No caso de bombons de licor, a quantidade de álcool presente em uma unidade está abaixo do limiar detectável pelo bafômetro (aproximadamente 0,04g/L/unidade). Porém, o consumo de maiores quantidades pode ser detectado. Assim, em linhas gerais, é importante destacar que o álcool exerce seu efeito independentemente de sua forma de apresentação.

Apesar do risco de uma pequena concentração de álcool ser detectada, em função da ingestão de certos medicamentos ou alimentos, a recomendação científica é que o teste (bafômetro) seja repetido depois de 15 minutos da primeira tentativa, eliminando possíveis interferentes.

Para finalizar, é importante considerar que, em média, o álcool é depurado a uma velocidade de 0,15 g/l/hora, de tal forma que uma pequena dose de 0,2 g/l (correspondente, aproximadamente, a um copo de chope ou cerveja; uma taça de vinho; meia dose de uísque, pinga ou outros destilados) levaria cerca de uma hora e meia para ser totalmente eliminada.

Referência

1. Hingson, R., Winter, M. (2003). Epidemiology and Consequences of Drinking and Driving. National Institute of Alcohol Abuse and Alcoholism.

2. Heng K, Hargarten S, Layde P, Craven A, Zhu S. Moderate alcohol intake and motor vehicle crashes: the conflict between health advantage and at-risk use.
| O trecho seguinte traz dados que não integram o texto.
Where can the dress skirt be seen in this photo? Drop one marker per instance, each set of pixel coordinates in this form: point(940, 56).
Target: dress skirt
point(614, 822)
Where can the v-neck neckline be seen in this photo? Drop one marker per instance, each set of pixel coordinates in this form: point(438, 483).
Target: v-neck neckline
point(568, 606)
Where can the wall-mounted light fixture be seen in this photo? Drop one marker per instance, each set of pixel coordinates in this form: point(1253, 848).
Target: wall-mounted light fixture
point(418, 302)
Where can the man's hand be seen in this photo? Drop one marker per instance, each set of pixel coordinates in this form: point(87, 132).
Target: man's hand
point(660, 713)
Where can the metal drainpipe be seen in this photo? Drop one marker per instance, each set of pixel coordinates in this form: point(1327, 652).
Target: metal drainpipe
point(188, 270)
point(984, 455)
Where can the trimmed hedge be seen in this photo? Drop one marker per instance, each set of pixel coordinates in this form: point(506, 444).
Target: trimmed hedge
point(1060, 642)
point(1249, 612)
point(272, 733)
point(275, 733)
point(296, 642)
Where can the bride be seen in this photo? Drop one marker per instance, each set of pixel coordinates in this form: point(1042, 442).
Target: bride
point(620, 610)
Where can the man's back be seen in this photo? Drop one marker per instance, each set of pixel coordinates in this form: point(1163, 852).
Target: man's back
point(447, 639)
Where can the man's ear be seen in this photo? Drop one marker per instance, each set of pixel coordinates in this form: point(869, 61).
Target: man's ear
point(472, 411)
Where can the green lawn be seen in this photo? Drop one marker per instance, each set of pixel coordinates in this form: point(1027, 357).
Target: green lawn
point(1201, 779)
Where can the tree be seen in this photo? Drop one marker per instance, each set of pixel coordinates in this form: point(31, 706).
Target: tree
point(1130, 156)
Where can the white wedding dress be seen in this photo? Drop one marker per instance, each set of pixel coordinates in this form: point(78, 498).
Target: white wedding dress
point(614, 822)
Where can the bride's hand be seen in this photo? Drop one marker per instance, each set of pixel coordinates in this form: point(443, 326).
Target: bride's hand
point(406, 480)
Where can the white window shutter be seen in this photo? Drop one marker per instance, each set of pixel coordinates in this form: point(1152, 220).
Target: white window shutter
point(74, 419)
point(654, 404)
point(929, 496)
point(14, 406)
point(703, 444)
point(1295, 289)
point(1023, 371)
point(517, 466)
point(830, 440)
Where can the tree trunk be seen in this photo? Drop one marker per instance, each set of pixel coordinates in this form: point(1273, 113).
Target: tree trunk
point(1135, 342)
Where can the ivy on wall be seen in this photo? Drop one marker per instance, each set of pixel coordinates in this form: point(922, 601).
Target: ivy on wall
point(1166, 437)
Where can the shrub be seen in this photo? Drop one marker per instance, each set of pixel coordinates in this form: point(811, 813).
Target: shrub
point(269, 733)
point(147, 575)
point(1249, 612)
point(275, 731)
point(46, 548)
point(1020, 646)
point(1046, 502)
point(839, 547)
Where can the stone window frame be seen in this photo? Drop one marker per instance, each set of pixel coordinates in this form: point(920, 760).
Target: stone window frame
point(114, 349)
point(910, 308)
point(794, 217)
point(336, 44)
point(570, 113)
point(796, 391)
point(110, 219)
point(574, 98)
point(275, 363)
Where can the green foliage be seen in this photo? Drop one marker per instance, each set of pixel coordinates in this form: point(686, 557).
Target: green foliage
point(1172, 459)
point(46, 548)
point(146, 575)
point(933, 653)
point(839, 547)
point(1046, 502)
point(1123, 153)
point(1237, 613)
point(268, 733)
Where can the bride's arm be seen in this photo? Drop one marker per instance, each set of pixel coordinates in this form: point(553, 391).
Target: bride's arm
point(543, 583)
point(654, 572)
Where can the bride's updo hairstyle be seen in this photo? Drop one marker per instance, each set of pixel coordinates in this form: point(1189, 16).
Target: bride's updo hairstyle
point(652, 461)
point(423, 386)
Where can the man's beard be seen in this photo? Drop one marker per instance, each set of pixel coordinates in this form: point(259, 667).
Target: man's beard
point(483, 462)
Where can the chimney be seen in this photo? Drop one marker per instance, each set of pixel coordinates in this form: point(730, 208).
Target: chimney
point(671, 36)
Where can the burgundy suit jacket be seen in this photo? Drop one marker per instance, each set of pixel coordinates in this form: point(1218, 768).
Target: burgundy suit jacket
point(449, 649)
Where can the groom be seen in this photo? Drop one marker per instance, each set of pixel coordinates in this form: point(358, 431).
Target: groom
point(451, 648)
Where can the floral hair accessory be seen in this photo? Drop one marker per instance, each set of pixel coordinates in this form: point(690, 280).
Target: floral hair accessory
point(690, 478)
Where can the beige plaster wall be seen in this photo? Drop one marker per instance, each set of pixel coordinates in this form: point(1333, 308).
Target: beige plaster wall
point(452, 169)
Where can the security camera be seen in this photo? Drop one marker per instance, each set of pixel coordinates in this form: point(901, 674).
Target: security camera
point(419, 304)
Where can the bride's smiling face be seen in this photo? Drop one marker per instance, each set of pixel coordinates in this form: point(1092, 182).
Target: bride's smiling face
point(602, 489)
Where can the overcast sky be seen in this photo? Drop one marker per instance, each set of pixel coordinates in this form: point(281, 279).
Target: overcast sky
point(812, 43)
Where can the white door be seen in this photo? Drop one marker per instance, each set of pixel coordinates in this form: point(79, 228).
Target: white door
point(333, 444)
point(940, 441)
Alcohol and Alcoholism 2006, 41(4): 451-4.

3. Leyton V, Greve JMD’A, Carvalho DG, Muñoz DR. Perfil epidemiológico das vítimas fatais por acidente de trânsito e a relação com o uso do álcool. Saúde, Ética & Justiça, São Paulo. 2005;10(1/2):12-8.

4. Lei 9.503 de 1997

5. ICAP – Internation Council on Alcohol Policies)

6. Drinking and Driving: an international good practice manual- WHO -2007.